In chapter 2.2.4 Graphical Analysis we have looked at plotting a Scatter Plot to depict the correlation graphically.
The single linear regression help to look at the linear correlation of two variables (for this reason is single), identifying the linear mathematical equation that explains the data. This equation can help respond to the question “what will be the Y at a certain value of X”?
The step for calculating the linear regression is:
- Look at the scatter plot. If the data don’t graphically follow a linear way, you don’t have a linear correlation;
- Use the Ordinary Least Squares Single Regression, a method that gives you the linear equation that explains your data.
- Calculate the R Squared percentage of the observation variance from your linear equation.
The OLS Single regression give an euqation in the format of Y= a + bX.
- Y is the dependant variable, so the one for which we want to know the value;
- X is the independent variable;
- a is the Y value when the X is 0;
- b is the slope
In the image1, you can look at the formula of the OLS Single Regression that gives you the linear regression equation, even if, in the real world, you calculate it by the same software like excel in the actual work in the real world.
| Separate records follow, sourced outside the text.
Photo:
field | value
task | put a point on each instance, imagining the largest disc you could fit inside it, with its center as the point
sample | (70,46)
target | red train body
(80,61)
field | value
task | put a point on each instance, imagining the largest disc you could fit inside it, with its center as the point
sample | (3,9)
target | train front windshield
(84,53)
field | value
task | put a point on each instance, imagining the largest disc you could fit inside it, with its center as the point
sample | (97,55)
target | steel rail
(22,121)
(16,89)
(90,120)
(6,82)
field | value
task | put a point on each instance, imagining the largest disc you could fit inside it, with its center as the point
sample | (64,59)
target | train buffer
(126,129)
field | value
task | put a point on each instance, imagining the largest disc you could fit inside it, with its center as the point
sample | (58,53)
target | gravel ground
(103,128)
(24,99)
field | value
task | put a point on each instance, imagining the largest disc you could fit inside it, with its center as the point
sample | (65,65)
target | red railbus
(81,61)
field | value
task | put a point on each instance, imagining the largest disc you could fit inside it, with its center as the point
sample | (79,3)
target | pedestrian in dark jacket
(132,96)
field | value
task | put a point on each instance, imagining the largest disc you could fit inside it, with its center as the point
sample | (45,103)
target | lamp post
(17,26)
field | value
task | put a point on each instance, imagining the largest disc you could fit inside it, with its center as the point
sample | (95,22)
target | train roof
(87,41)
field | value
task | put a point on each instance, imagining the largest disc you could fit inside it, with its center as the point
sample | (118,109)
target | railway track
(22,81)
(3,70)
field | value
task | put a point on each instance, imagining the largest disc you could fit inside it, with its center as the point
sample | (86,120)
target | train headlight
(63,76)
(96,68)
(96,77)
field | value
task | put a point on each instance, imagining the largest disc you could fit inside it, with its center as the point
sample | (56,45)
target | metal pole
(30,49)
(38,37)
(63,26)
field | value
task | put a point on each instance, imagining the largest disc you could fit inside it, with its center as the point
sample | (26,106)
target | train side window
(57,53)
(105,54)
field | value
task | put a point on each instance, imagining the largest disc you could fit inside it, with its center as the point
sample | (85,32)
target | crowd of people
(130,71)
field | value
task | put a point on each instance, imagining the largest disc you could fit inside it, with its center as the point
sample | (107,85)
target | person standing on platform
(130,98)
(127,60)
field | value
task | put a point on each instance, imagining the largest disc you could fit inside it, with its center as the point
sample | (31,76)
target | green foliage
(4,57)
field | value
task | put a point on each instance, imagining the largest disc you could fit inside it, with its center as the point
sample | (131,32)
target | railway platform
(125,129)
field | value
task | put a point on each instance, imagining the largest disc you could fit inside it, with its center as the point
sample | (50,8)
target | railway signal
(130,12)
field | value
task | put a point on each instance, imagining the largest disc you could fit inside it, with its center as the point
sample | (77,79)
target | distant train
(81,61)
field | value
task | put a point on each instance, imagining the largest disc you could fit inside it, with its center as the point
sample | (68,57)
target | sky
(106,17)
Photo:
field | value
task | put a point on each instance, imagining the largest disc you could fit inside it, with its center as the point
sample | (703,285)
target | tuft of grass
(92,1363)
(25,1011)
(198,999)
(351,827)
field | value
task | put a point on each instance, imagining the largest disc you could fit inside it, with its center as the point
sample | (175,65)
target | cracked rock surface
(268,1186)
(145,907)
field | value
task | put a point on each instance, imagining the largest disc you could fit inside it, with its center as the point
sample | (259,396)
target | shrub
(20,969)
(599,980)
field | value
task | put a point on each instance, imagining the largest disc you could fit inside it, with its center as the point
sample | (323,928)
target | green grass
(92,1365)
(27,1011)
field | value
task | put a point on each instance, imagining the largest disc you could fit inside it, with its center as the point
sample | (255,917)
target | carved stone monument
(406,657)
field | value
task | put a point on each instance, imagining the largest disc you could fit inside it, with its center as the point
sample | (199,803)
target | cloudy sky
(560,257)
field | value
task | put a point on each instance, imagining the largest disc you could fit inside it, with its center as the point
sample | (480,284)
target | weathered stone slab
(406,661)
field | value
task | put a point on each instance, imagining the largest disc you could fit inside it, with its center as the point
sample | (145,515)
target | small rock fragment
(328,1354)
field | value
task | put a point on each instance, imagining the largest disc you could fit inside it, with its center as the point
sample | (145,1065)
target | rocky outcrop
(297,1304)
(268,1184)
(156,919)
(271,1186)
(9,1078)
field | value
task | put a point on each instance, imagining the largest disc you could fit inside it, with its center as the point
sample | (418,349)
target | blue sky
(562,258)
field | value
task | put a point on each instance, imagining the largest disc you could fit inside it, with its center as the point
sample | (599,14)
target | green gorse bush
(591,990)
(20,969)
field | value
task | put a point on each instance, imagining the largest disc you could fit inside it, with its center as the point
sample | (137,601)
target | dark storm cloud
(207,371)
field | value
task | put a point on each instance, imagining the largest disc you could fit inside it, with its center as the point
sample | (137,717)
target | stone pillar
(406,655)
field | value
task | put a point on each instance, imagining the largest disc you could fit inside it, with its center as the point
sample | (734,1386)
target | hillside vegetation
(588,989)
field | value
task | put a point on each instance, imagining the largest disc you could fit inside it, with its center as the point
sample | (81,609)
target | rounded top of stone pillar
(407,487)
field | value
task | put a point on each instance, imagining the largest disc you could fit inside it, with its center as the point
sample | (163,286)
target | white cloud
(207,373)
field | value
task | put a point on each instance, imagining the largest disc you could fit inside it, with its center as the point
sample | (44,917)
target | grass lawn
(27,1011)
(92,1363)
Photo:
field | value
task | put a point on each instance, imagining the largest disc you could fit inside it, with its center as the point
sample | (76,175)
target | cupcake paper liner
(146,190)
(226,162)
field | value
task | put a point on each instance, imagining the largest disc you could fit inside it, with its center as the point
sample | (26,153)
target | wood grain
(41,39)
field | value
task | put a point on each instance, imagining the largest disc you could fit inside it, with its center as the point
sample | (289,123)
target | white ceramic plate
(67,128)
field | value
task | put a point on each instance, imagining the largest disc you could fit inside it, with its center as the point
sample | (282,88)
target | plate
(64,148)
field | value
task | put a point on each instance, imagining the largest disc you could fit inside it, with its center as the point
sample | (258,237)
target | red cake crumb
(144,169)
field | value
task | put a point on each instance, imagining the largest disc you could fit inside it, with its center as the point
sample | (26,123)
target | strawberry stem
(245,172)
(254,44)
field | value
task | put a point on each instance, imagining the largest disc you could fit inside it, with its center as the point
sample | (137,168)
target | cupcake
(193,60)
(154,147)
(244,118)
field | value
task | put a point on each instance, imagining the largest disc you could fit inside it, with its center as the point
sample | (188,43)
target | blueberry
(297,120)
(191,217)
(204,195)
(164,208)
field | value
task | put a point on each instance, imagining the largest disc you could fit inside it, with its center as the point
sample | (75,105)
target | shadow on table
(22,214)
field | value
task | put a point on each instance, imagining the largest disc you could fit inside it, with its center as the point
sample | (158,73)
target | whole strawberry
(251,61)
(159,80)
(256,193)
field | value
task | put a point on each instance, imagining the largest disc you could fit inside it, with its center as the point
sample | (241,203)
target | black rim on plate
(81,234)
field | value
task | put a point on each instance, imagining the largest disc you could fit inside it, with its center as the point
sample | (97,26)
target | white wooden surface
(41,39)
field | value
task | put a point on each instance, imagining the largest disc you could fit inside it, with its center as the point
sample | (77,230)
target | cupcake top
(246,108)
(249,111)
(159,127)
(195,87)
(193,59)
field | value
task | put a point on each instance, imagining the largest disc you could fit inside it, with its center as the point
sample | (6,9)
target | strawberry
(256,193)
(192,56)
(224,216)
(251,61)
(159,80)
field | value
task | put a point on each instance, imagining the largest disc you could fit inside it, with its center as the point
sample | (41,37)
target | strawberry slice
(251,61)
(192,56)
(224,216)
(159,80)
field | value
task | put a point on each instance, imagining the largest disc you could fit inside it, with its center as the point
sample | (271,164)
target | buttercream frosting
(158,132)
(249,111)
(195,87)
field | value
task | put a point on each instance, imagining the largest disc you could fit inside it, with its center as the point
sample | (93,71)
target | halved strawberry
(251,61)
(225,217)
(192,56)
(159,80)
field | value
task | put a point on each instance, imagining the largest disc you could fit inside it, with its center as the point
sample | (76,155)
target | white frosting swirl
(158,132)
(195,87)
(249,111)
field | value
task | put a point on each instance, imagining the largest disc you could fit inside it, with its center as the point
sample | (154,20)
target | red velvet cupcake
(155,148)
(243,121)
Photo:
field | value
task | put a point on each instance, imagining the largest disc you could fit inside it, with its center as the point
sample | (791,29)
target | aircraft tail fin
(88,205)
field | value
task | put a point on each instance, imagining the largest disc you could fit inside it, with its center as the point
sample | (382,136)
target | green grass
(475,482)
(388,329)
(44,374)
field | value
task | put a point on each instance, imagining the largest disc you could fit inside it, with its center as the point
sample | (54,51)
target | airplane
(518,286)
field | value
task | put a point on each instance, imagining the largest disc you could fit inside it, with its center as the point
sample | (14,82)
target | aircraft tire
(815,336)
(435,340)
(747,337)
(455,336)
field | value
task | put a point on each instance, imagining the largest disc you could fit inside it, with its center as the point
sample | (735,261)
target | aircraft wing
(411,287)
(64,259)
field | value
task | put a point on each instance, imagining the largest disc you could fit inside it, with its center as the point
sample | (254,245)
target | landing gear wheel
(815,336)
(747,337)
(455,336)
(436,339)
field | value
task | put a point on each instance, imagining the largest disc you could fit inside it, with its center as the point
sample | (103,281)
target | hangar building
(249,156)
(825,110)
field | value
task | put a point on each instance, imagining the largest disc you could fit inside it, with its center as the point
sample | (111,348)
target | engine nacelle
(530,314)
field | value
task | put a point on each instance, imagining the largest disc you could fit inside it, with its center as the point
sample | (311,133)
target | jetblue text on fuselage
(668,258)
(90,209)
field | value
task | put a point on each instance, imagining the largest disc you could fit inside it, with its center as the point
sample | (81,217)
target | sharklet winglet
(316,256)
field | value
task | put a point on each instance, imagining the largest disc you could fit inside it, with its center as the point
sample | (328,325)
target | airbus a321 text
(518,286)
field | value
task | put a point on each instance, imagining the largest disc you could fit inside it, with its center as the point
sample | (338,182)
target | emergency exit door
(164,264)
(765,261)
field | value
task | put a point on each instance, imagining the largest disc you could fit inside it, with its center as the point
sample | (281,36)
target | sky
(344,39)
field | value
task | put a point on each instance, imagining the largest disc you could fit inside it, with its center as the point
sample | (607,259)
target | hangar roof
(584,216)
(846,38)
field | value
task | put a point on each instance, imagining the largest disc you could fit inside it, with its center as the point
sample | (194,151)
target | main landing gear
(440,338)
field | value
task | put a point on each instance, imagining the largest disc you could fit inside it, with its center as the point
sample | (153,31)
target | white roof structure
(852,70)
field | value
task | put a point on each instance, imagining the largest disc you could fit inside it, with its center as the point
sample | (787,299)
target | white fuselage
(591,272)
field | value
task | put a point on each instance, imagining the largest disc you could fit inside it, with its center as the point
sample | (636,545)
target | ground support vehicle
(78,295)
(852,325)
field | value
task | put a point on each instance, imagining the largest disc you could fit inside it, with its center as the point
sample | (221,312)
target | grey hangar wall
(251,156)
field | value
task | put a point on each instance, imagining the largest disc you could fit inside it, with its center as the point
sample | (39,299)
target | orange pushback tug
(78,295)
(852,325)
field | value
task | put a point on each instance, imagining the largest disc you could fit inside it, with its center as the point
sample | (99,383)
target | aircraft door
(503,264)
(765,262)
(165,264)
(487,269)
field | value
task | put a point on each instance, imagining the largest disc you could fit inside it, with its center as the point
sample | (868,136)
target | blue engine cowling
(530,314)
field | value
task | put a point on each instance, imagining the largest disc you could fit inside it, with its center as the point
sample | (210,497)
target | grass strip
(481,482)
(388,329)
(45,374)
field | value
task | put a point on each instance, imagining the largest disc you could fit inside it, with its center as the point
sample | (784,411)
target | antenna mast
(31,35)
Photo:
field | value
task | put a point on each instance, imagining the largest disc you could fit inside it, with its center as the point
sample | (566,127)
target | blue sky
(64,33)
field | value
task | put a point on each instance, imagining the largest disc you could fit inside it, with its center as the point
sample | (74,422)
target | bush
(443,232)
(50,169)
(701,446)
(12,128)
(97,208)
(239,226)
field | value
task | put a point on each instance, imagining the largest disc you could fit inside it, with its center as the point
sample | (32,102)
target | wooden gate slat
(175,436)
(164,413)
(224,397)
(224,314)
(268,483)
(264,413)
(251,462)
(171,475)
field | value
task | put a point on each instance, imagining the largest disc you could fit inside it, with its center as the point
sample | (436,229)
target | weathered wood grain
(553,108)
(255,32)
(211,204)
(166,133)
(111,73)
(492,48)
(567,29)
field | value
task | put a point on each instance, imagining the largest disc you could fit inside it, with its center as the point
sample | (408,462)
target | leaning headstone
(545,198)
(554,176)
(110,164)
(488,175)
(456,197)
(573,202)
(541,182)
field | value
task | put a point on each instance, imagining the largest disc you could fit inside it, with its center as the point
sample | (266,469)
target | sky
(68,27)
In the image2, you can look at the math formula of R; for R squared, you need to make the squared of this formula. R squared has a value from 0 (low correlation) to 1 (high correlation). Even R squared is calculated in excel.
Now we want to make an example starting from the data of X and Y in table1.
With the data of the table1, we can depict the scatter plot with excel, and, in the property of excel, we can even display directly the OLS Single Regression equation and the R Squared like in the image2.
We are looking at the diagram that the data are linearly correlated, and we also have the linear equation.
We also have the R squared who said we have a robust correlation because we have a value near 1.
It’s important to know that:
- The simple linear regression doesn’t work well with an outlier. Outliers are single observations with an abnormal value. With an outlier, you tend to have R squared very low;
- You can remove the outlier observation to calculate the R squared and the equation, but they must be an outlier. In other words, one thing is to remove less than 5% of value; another thing is if you remove 20% of value;
- Y must be a parametric variable. Instead X can be parametric or even nominal/categorical.
For the exam remember that:
- The linear regression helps you to give the equation of the regression;
- With the R square, you can look at how much the observation are distant from the linear regression equation;
- R varies from 0 to 1, where one is a high correlation;
- Linear regression doesn’t work well with outlier;
- Y must be a parametric variable, Instead X can be parametric or even nominal/categorical.